Migalski: Zgwałcony głos ludu

Dlaczego UE nie przejęła się wynikiem referendum?

Publikacja: 14.07.2015 21:00

W niedzielę 5 lipca Grecy powiedzieli swojemu rządowi, że ma zerwać negocjacje z Brukselą. Zostali j

W niedzielę 5 lipca Grecy powiedzieli swojemu rządowi, że ma zerwać negocjacje z Brukselą. Zostali jednak zlekceważeni

Foto: AFP

Grecki kryzys pokazał, jak bardzo europejskie elity nie liczą się z głosem europejskich narodów. To ważny moment, by uchwycić nadciągający koniec demokracji w jej dotychczasowym kształcie. Ważny, choć – niestety – nie unikalny. Z podobnymi przejawami ignorowania woli wyborców mieliśmy bowiem w ostatnim czasie do czynienia po wielekroć.

Kryzys grecki ma nie tylko wymiar ekonomiczny. Ma także, a nawet przede wszystkim, wymiar polityczny. Na naszych oczach podeptane bowiem zostały wszelkie demokratyczne mechanizmy, a wola greckiego demos została brutalnie i publicznie zgwałcona.
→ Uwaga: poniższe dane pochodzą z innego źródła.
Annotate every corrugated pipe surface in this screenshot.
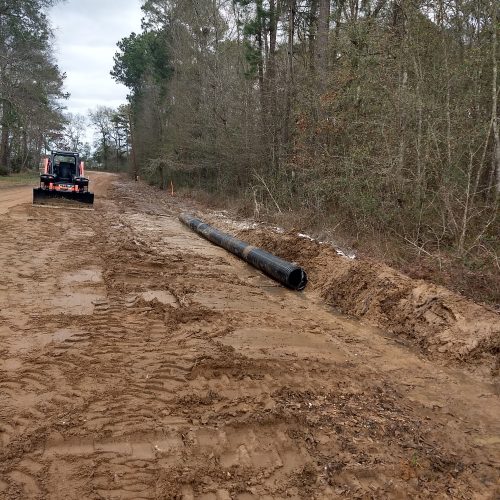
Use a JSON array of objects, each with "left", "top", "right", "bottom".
[{"left": 179, "top": 214, "right": 307, "bottom": 290}]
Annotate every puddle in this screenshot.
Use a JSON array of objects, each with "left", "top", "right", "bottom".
[
  {"left": 49, "top": 292, "right": 104, "bottom": 316},
  {"left": 0, "top": 358, "right": 23, "bottom": 372},
  {"left": 44, "top": 434, "right": 183, "bottom": 460},
  {"left": 7, "top": 329, "right": 83, "bottom": 356},
  {"left": 61, "top": 269, "right": 102, "bottom": 285},
  {"left": 141, "top": 290, "right": 178, "bottom": 307},
  {"left": 220, "top": 328, "right": 345, "bottom": 360}
]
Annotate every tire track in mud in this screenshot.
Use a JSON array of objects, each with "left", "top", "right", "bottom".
[{"left": 0, "top": 175, "right": 497, "bottom": 500}]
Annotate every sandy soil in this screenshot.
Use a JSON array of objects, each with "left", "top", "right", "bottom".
[{"left": 0, "top": 174, "right": 500, "bottom": 500}]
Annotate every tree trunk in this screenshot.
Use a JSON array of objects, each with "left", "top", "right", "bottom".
[
  {"left": 491, "top": 1, "right": 500, "bottom": 196},
  {"left": 316, "top": 0, "right": 330, "bottom": 76},
  {"left": 0, "top": 101, "right": 10, "bottom": 175}
]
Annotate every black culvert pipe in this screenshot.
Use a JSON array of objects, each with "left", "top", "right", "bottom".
[{"left": 179, "top": 214, "right": 307, "bottom": 290}]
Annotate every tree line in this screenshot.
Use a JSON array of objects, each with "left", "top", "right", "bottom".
[
  {"left": 0, "top": 0, "right": 67, "bottom": 175},
  {"left": 112, "top": 0, "right": 500, "bottom": 263}
]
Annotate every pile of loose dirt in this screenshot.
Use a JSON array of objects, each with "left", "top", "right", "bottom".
[{"left": 234, "top": 230, "right": 500, "bottom": 370}]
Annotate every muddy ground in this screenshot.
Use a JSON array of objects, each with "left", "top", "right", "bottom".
[{"left": 0, "top": 174, "right": 500, "bottom": 500}]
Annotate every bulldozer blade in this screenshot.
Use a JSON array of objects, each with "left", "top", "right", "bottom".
[{"left": 33, "top": 188, "right": 94, "bottom": 205}]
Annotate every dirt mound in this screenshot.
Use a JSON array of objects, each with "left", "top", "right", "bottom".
[{"left": 235, "top": 230, "right": 500, "bottom": 369}]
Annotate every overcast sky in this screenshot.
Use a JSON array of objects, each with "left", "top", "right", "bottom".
[{"left": 50, "top": 0, "right": 142, "bottom": 114}]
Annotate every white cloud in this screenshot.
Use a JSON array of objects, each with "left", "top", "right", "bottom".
[{"left": 49, "top": 0, "right": 142, "bottom": 121}]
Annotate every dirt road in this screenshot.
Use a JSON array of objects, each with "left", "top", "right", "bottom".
[
  {"left": 0, "top": 186, "right": 33, "bottom": 215},
  {"left": 0, "top": 174, "right": 500, "bottom": 500}
]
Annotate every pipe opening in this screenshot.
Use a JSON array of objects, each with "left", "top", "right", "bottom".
[{"left": 288, "top": 268, "right": 307, "bottom": 290}]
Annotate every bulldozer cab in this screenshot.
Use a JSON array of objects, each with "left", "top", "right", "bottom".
[
  {"left": 51, "top": 153, "right": 79, "bottom": 182},
  {"left": 33, "top": 151, "right": 94, "bottom": 205}
]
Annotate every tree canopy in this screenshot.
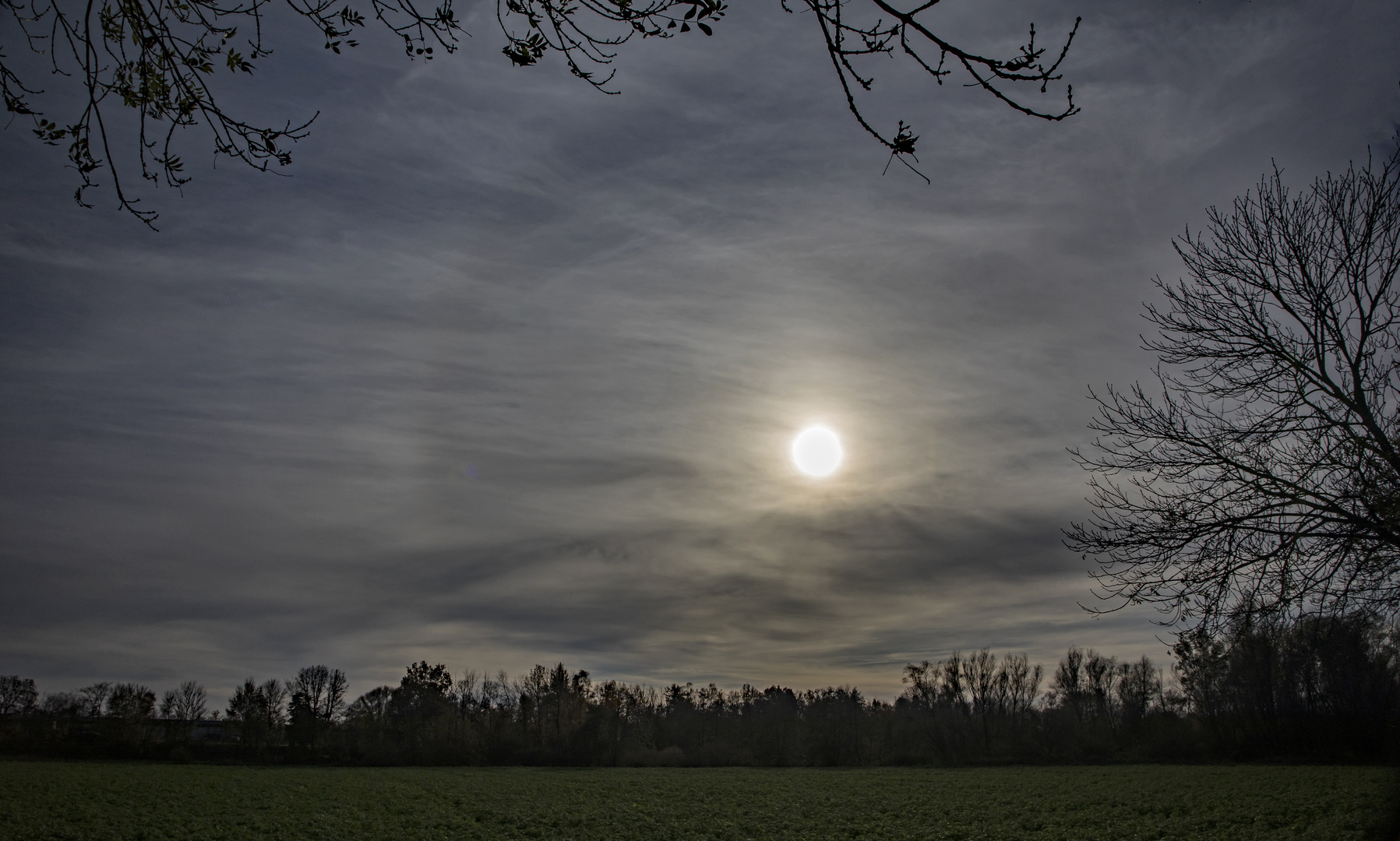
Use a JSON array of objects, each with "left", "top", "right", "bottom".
[
  {"left": 1067, "top": 137, "right": 1400, "bottom": 627},
  {"left": 0, "top": 0, "right": 1079, "bottom": 225}
]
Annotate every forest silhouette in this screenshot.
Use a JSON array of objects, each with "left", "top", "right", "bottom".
[{"left": 0, "top": 614, "right": 1400, "bottom": 767}]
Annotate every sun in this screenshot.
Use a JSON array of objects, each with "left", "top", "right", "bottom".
[{"left": 792, "top": 427, "right": 845, "bottom": 479}]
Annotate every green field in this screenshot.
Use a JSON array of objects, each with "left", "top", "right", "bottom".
[{"left": 0, "top": 762, "right": 1396, "bottom": 841}]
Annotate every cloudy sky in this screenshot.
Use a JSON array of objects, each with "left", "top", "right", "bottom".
[{"left": 0, "top": 0, "right": 1400, "bottom": 698}]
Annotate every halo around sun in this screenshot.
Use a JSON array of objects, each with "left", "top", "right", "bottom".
[{"left": 792, "top": 427, "right": 845, "bottom": 479}]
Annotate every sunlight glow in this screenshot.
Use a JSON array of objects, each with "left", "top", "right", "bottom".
[{"left": 792, "top": 427, "right": 845, "bottom": 479}]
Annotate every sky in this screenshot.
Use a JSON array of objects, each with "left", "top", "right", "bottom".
[{"left": 0, "top": 0, "right": 1400, "bottom": 702}]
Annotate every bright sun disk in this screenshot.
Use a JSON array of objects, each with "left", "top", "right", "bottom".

Uświadommy sobie bowiem, co się właściwie stało w ostatnich dniach – demokratycznie wybrany rząd Grecji zarządza ogólnonarodowe referendum, w którym pyta naród, co ma robić. Demos odpowiada jednoznacznie i jasno – ma zerwać negocjacje z Brukselą i odrzucić proponowany przez nią plan naprawy finansów państwa. Co jednak kilkadziesiąt godzin później robi grecki premier? Zgłasza w Brukseli chęć kontynuowania rozmów, a dokładnie tydzień po jasnej decyzji swych obywateli ogłasza podpisanie porozumienia z unijnymi mandarynami.

Kryzys demokracji

Sprawa jest boleśnie oczywista – wola narodu greckiego, wyrażona w formie najbardziej oczywistej i jasnej, czyli w referendum, została zlekceważona zarówno przez władze UE, jak i własny rząd. Nikt się na nią nie ogląda, nikt się z nią nie liczy, nikt jej nie respektuje. Traktowana jest jedynie przez obie umawiające się w Brukseli strony co najwyżej jako jeden z elementów gry negocjacyjnej. Elity krajowe oraz elity europejskie całkowicie „zbajpasowały" głos narodu i uznały go jedynie za teatralny gest i mało znaczący fenomen, z którym jakoś muszą sobie poradzić. Ale na pewno nie muszą się z nim liczyć. To właśnie zobaczyliśmy w ostatnich dniach i to właśnie jest najbardziej uderzające w całym greckim dramacie – nie kryzys gospodarki, ale kryzys demokracji.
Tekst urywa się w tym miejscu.